Examples of Insured Contracts that were Amended

Case Study 1: General Responsibility Designation
A contractor’s additional insured endorsements generically add the General responsibility of the Named Insured as an "included" contract. In a case in the 9th Circuit, the insurer asserted no duty to defend because the contract that called for the additional insured coverage by the words "General Responsibility." The court found that the contract required the "General Responsibility" and indeed, "General Responsibility" was a defined term under California law in the anti-indemnity statute. The insurer was forced to reconsider its position, and the result was that the parties settled for six figures.
(Security Ins. Co. v. A.F. Anderson Paving, Inc., 1993.)
Case Study 2: Contract Privity Requirement
In another case, the insured contractor had a "vendor’s" endorsement that included a "further indemnification" section that required "contract" and "contractual liability." The subcontractor fell short and not only failed to indemnify the general contractor, but it also did not name the insured as an additional insured. The insurer’s lawyers correctly declared a coverage position stating that the transaction was not a "contract" for purposes of California’s anti-indemnity statute, and the additional insured endorsement so provided. A motion for summary judgment by the insurer was granted, the case went to the 2nd District Court of Appeal where the decision was affirmed.
Case Study 3: Scope of Indemnification
A developer hired contractor to build apartments . In the contract, the contractor promised to defend and indemnify the landlord. The language was vague and did not specify damages. The insurer said the contract-based indemnity only applied to direct claims, and that the policies did not provide business risk coverage. Again, one way to address this problem is to add or amend the definition of "insured contract." However, in California one must comply with C.C.P. Section 431.20 which requires the party prevailing on a dispositive motion to serve a notice on the other party to provide a form of judgment for the court to approve. The insured refused to provide it, and the insurer so argued. The result was an order entered against the insurer for loss of equity in the property, attorneys’ fees, interest, and the exploratory damages of the insured and the general contractor.

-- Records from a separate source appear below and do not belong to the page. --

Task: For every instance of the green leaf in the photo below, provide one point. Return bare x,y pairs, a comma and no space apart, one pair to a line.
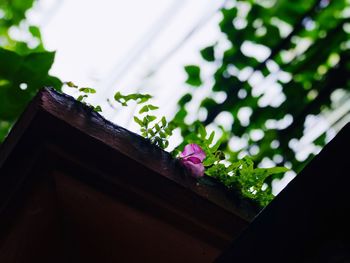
87,90
138,121
81,98
71,84
208,53
164,122
147,108
98,108
193,75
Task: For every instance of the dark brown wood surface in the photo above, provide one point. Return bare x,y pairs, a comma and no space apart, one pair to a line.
58,137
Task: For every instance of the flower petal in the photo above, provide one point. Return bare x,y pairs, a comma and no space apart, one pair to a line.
193,150
192,159
197,170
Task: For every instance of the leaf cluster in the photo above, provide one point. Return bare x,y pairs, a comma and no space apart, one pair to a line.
240,175
157,131
84,93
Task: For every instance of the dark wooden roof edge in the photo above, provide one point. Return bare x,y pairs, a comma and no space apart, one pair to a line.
65,108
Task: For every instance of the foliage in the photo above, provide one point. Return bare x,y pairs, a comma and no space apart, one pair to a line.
157,132
84,94
238,175
24,65
306,47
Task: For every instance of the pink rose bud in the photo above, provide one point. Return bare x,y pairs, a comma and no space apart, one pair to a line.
192,158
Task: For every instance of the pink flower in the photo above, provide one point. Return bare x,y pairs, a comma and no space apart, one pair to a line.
192,158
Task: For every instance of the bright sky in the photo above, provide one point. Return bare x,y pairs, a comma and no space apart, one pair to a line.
113,45
142,46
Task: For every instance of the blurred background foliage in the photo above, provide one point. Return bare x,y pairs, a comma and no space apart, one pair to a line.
280,65
280,68
24,62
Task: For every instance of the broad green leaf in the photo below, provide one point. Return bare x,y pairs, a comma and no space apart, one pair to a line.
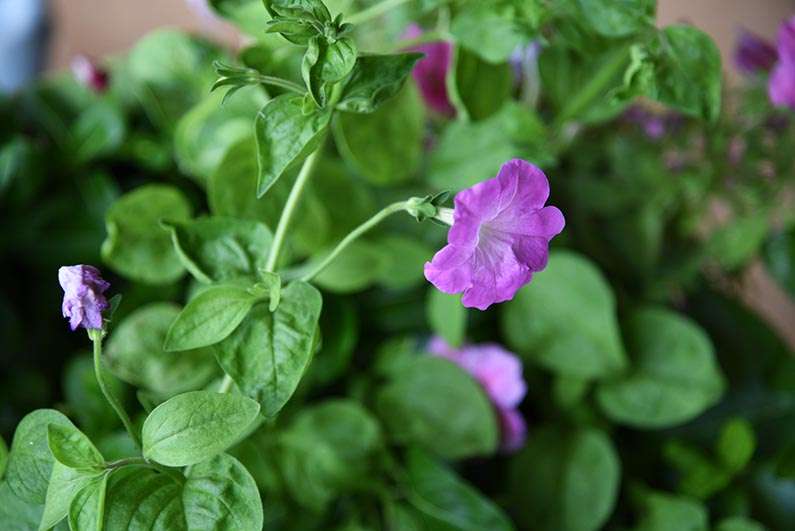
216,249
374,80
64,484
487,29
195,426
70,447
565,320
285,136
206,132
448,502
221,494
738,523
565,481
137,247
269,352
736,444
674,375
98,132
326,62
687,72
30,461
87,510
664,512
433,403
209,317
469,152
478,89
399,127
447,317
135,353
616,19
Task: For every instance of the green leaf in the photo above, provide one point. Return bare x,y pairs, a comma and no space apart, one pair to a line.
206,132
447,317
615,19
87,510
663,512
424,403
487,29
469,153
64,484
269,352
478,89
736,444
195,426
137,247
135,353
446,501
30,461
209,317
98,131
674,375
565,320
70,447
687,72
566,481
285,136
326,63
217,249
221,492
399,126
374,80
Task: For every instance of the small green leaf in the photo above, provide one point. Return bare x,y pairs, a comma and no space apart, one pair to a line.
374,80
674,376
268,354
285,136
137,246
217,249
566,321
30,460
447,317
448,502
87,510
209,318
195,426
420,405
72,448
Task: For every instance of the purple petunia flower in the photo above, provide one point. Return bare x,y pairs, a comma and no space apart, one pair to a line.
83,301
499,372
781,87
754,54
499,237
430,72
90,74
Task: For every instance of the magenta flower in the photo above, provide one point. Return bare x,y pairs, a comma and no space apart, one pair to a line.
430,72
754,54
90,74
781,87
83,301
499,372
499,237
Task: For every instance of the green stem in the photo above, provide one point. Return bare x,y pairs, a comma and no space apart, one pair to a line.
289,209
96,337
374,11
353,236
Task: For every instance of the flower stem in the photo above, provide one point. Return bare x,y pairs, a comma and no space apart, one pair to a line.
353,236
96,337
289,209
374,11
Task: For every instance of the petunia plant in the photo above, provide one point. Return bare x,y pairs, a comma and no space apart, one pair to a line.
401,264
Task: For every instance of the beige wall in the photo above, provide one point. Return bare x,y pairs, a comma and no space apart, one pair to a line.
98,27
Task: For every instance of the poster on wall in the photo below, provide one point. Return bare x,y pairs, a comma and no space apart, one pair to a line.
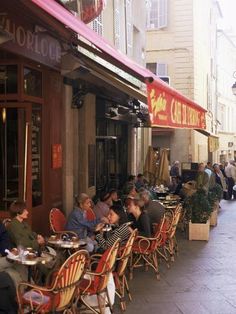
56,156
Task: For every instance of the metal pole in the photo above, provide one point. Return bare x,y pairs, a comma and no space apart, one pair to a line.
25,160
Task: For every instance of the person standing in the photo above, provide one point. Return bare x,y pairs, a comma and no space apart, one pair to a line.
220,179
202,179
230,172
175,171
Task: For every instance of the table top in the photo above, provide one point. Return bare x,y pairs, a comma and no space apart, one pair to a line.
66,244
44,258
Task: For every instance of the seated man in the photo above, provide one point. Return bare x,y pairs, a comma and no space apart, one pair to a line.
79,222
101,209
154,209
10,275
19,231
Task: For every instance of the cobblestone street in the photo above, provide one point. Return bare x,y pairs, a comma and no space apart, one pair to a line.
202,280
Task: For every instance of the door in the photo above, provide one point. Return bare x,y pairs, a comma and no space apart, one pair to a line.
106,163
15,154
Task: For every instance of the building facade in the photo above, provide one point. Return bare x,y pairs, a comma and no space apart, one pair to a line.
69,119
226,65
181,45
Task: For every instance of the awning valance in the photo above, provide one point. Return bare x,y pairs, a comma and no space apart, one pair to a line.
167,106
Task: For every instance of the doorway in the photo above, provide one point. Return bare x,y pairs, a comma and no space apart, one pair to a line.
15,153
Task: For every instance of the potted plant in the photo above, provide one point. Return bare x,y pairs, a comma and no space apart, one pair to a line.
214,196
198,211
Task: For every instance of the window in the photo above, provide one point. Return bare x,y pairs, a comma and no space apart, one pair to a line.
32,82
97,25
152,67
160,69
156,14
8,79
117,26
129,27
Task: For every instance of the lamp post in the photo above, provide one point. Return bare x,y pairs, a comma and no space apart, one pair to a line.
234,85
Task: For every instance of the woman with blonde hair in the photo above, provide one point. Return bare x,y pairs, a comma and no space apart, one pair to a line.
78,219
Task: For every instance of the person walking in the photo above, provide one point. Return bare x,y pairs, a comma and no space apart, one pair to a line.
230,172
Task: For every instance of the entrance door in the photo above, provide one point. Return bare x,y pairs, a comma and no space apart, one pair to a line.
107,163
15,154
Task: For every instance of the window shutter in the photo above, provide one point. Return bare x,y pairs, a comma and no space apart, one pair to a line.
129,27
157,14
162,14
117,24
161,69
152,67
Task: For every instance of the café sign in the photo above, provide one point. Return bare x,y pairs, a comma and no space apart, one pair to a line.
30,41
169,108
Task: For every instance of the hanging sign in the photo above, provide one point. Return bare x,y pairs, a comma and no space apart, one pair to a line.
169,108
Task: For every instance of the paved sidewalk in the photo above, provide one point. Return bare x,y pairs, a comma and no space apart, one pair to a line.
202,280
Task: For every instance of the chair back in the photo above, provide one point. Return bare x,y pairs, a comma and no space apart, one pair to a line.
6,222
105,267
57,220
67,278
124,254
175,220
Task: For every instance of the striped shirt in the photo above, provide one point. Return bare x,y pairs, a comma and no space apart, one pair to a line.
105,242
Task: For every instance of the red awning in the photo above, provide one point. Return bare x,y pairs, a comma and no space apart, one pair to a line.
166,105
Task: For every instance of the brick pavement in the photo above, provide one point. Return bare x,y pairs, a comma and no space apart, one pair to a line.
202,280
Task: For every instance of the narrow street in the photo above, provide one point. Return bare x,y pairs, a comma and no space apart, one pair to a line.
202,280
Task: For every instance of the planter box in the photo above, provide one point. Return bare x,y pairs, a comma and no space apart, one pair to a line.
213,218
199,231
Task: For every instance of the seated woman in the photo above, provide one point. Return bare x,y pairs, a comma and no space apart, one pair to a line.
19,231
139,218
79,222
120,229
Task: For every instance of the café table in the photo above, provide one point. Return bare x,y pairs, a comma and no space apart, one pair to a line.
66,244
29,260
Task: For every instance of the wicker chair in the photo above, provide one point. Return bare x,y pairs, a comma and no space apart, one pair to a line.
59,296
58,221
119,273
96,283
144,252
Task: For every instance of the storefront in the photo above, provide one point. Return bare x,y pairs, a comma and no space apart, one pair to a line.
30,117
69,111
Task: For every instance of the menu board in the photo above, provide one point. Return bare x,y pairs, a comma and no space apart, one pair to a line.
91,165
36,155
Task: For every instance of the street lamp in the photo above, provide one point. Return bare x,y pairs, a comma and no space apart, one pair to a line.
234,85
234,88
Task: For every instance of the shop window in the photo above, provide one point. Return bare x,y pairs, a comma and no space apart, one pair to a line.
97,25
152,67
32,82
129,27
8,79
157,14
36,155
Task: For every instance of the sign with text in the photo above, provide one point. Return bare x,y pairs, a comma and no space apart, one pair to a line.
30,41
169,108
56,156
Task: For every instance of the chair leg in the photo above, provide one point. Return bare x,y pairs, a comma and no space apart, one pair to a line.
101,304
108,301
127,288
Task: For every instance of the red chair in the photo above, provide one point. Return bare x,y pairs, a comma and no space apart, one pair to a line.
98,280
119,272
59,296
144,252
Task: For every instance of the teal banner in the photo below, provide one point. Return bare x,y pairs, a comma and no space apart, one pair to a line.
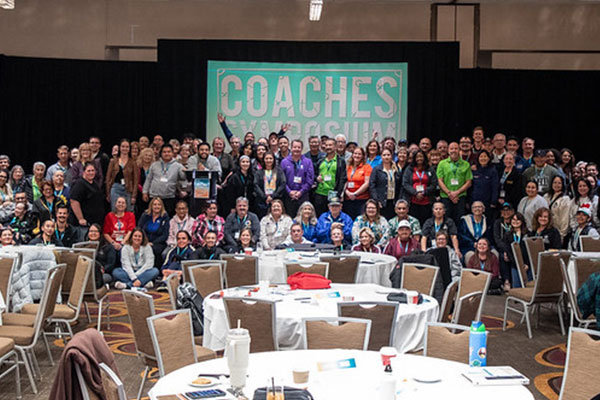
315,99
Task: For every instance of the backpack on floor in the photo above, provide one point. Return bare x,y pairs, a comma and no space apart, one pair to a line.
189,298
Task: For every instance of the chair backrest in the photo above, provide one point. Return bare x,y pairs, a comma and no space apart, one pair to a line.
173,340
468,308
534,246
347,333
584,267
207,278
520,261
447,341
589,243
112,385
316,268
8,264
383,316
259,317
83,269
172,285
342,269
448,301
140,307
419,277
580,379
240,270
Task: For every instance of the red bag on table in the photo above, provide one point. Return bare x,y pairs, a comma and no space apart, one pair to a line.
306,281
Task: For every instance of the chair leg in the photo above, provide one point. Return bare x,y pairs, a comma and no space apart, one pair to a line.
28,369
146,371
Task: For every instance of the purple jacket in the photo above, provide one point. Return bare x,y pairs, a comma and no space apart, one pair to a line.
299,176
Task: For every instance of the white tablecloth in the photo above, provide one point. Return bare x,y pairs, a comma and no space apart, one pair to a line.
410,324
362,382
373,268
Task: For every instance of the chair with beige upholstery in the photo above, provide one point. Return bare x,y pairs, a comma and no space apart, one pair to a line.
575,311
112,385
548,288
9,361
26,337
534,246
580,379
240,270
206,278
448,302
140,307
419,277
589,244
342,269
173,346
336,333
383,316
316,268
259,317
447,341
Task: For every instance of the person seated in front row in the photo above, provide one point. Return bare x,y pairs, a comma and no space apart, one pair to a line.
366,241
137,263
403,244
210,250
182,252
296,236
335,215
47,236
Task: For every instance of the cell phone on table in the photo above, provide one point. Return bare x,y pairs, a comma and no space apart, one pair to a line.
204,394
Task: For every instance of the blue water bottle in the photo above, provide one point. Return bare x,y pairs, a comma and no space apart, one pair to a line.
477,345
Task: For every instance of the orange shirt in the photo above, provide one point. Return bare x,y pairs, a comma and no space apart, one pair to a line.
356,178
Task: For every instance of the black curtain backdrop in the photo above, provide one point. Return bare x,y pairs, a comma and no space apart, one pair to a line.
432,76
48,102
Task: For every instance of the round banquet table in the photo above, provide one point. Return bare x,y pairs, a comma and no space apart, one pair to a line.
373,268
362,382
410,323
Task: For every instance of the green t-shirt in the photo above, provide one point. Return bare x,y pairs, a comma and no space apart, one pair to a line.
327,170
454,175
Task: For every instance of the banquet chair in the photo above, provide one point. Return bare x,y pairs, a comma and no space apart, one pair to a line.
448,302
520,262
140,307
342,269
187,264
548,288
383,316
172,285
9,357
240,270
26,337
112,385
316,268
580,379
207,278
419,277
347,333
258,316
447,341
174,348
575,311
534,246
589,244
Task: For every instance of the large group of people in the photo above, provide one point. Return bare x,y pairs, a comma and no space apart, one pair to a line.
473,197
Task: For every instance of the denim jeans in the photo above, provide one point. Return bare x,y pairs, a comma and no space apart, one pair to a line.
120,275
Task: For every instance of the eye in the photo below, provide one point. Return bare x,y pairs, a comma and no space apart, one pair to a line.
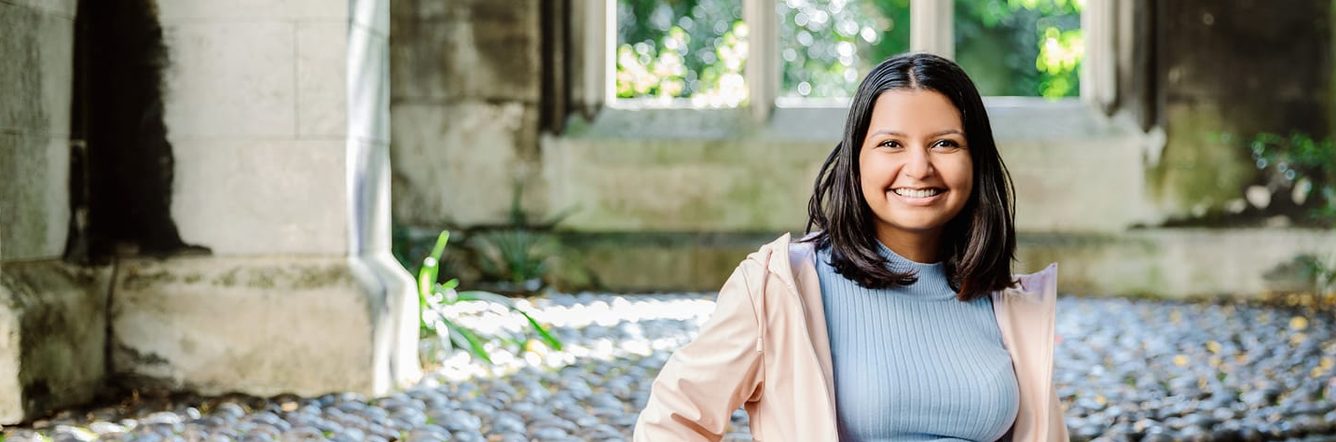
947,144
889,144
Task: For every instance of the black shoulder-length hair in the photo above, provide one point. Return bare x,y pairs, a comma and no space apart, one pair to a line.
977,246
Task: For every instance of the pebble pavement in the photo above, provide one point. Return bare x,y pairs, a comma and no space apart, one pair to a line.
1126,370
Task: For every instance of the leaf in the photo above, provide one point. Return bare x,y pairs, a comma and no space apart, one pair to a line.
466,339
488,297
543,333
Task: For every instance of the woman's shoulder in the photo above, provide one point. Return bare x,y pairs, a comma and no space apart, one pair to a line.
1041,286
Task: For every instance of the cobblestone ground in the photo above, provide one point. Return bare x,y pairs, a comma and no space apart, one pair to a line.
1126,370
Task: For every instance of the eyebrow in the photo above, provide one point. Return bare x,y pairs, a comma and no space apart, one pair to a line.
930,135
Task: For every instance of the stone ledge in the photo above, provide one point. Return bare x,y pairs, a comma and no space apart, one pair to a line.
265,325
52,337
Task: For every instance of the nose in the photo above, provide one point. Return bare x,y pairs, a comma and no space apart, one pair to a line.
918,164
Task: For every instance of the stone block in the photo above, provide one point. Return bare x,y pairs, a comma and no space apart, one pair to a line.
230,80
480,51
58,8
52,337
265,325
35,198
322,79
36,78
237,196
458,163
617,184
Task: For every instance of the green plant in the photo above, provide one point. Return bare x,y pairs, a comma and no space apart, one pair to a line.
519,255
1308,166
1304,162
434,295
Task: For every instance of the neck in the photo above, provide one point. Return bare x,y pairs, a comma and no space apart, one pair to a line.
917,247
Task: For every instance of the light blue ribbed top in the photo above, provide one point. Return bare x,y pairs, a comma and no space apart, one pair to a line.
914,363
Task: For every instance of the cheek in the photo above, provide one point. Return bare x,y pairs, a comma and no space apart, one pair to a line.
874,176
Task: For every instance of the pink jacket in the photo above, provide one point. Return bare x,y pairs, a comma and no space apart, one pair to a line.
766,347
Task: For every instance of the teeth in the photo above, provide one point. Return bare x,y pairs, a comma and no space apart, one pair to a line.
917,192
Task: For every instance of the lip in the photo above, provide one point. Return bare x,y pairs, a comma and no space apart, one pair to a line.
918,202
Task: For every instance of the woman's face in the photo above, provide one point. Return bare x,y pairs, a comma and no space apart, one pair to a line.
915,168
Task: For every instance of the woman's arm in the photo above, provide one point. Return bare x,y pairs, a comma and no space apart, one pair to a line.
707,379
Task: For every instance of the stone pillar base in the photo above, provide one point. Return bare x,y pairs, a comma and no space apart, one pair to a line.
52,337
265,325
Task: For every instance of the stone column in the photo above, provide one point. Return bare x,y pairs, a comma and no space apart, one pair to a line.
278,118
52,323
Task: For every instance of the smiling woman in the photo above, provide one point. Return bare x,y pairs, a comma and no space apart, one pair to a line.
898,318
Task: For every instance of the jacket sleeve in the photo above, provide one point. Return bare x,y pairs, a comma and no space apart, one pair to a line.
703,382
1057,419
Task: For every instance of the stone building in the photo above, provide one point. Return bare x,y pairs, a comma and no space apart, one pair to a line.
197,192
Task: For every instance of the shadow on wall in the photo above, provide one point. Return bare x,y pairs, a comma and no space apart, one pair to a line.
122,171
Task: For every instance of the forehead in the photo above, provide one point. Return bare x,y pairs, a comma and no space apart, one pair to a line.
914,111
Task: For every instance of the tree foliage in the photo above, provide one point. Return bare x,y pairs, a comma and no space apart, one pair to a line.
698,48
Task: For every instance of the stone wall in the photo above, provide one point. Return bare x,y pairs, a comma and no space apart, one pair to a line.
52,314
278,120
465,102
1229,70
657,188
36,79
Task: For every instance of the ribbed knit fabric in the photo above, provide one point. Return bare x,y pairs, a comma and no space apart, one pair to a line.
914,363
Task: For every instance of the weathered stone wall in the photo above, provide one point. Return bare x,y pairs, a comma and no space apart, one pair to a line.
278,118
1229,70
655,188
52,314
35,82
465,102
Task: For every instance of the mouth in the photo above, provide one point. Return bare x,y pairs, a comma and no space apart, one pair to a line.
918,192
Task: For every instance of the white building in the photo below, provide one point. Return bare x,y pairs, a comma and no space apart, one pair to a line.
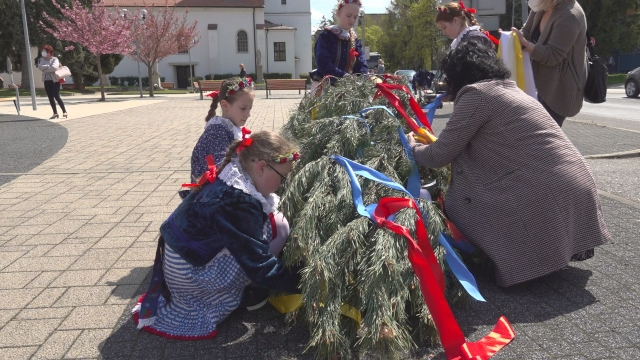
230,33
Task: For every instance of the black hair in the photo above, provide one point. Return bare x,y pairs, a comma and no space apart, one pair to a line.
469,63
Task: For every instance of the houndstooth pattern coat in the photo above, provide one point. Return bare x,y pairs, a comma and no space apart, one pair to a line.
520,191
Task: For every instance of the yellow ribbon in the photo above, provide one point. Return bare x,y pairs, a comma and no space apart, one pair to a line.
290,303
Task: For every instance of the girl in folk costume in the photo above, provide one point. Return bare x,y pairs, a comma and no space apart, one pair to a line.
216,242
236,100
459,23
338,50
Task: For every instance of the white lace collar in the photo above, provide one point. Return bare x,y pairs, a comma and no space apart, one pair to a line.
236,130
234,176
464,32
340,32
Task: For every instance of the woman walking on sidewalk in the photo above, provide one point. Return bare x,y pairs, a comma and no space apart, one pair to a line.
48,64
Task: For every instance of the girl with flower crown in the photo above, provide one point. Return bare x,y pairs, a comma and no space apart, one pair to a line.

Case Study 4: Owner-Contractor Waivers
In another instance, an owner hired a contractor who hired a subcontractor. The contractor passed on to the subcontractor all of the owner’s indemnity requirements. The insured subcontractor did not obtain its own policies despite the owner’s mandate, and the tort claim was presented to the insured due to the failure of its uninsured subcontractor. The insurer denied the claim on multiple grounds, including failure to satisfy the waiver-of-subrogation as provided by C.C.P. Section 2778, and by arguing there was no coverage provided for possible indemnity under the employee exclusion. The decision was in favor of the insured and against the insurer.